The tub filled, I stood to one side in Loret’s dressing gown, hesitantly fingering its rope belt.
“Landsakes, aren’t you in that tub yet?” she asked, bustling in through the door with an armful of clothes and dumping it onto the bed. “I allows there’s a week’s washin’ to be done after this day; the youngsters are after slidin’ down every mudhole from here down to the Arm. Oh, for God’s sake,” she bawled out as Bruddy leaned in through the door behind her, fingers tapping overhead on the door jamb.
“Where’d the youngsters put the hammer?” he asked, not seeing me at first.
“Where’d the youngsters put the hammer,” Loret mimicked. “Sure, I don’t know where the youngsters put the hammer, Bruddy! My God, make no wonder Kit’s scared to get undressed. It’s like the four winds in here with the draught from the door openin’ and closin’.”
Twisting his head and seeing me, Bruddy squeezed shut his eyes and hastily ducked back out, hauling the door shut behind him. Loret clawed the door open again.
“Go find the young buggers and make them tell you where they put the hammer,” she sung out after him as he stomped down over the stairs. Rolling her eyes, she shut the door, and noting how I was still standing there, fidgeting with the string to my dressing gown, she threw down the shirt she was folding and grinned understandingly. “I’ll be cleanin’ the boys’ room if you needs me,” she said, sailing out the door and closing it firmly behind her.
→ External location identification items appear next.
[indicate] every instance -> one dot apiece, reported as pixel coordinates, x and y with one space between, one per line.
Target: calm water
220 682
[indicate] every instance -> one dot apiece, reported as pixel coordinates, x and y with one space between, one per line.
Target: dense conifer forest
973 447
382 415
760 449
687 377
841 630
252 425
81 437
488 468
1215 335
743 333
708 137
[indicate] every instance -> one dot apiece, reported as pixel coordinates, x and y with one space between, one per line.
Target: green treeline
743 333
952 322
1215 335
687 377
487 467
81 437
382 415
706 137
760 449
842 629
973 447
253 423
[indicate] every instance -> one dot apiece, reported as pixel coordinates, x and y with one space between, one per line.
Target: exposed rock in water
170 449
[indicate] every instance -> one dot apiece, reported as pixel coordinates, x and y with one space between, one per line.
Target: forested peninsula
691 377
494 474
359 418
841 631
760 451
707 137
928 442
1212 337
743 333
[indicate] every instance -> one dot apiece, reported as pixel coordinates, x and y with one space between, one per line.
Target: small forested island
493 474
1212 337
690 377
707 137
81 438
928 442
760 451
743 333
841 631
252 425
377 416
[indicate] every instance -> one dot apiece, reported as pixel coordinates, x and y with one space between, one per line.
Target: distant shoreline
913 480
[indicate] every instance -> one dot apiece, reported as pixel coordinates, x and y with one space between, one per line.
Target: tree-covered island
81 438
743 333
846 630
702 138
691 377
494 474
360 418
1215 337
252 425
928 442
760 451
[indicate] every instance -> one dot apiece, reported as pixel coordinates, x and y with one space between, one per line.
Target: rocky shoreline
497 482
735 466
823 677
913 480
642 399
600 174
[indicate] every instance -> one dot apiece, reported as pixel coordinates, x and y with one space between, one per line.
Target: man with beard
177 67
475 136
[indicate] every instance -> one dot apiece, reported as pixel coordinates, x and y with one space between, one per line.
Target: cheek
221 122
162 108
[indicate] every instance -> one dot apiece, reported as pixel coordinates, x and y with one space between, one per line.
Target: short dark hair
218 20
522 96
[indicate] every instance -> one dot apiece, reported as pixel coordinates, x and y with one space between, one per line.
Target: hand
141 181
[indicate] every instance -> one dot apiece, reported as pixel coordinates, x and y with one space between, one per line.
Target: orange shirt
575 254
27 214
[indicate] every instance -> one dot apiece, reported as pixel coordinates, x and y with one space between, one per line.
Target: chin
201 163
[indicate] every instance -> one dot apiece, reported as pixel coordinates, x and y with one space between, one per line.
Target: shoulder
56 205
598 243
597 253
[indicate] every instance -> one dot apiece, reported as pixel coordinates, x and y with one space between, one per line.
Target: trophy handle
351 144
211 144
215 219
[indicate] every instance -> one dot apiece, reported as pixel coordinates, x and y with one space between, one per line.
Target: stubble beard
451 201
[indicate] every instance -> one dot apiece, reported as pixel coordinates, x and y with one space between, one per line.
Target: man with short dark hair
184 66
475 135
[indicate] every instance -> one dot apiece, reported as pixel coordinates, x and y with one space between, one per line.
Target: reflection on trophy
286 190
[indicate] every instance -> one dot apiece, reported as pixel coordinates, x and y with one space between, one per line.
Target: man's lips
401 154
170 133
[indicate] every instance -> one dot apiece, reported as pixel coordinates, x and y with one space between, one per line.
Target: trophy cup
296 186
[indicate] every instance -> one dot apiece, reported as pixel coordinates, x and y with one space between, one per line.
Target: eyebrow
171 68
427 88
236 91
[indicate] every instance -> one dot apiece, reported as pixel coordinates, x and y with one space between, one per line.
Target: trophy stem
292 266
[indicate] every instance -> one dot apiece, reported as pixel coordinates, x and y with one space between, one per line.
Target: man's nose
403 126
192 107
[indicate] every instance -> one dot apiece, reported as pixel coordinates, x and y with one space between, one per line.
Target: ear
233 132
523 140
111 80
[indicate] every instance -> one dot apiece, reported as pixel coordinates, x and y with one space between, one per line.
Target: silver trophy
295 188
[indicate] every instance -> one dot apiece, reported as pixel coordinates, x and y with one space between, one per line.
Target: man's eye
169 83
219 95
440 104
Jamming the edge of the dresser against the door, I threw off the dressing gown and quickly hopped into the tub. Ten minutes later I was back out, tightly wrapped in the dressing gown and sitting on the edge of the bed. Hearing Josie’s bark, I went to the window and peered out through the white lace curtains. She was bounding at breakneck speed down through one of the ditches between the potato beds, with Jimmy and Georgie gunning to catch up with her. They disappeared around the back of the shed, and next I seen a flash of red streaking through the woods beyond.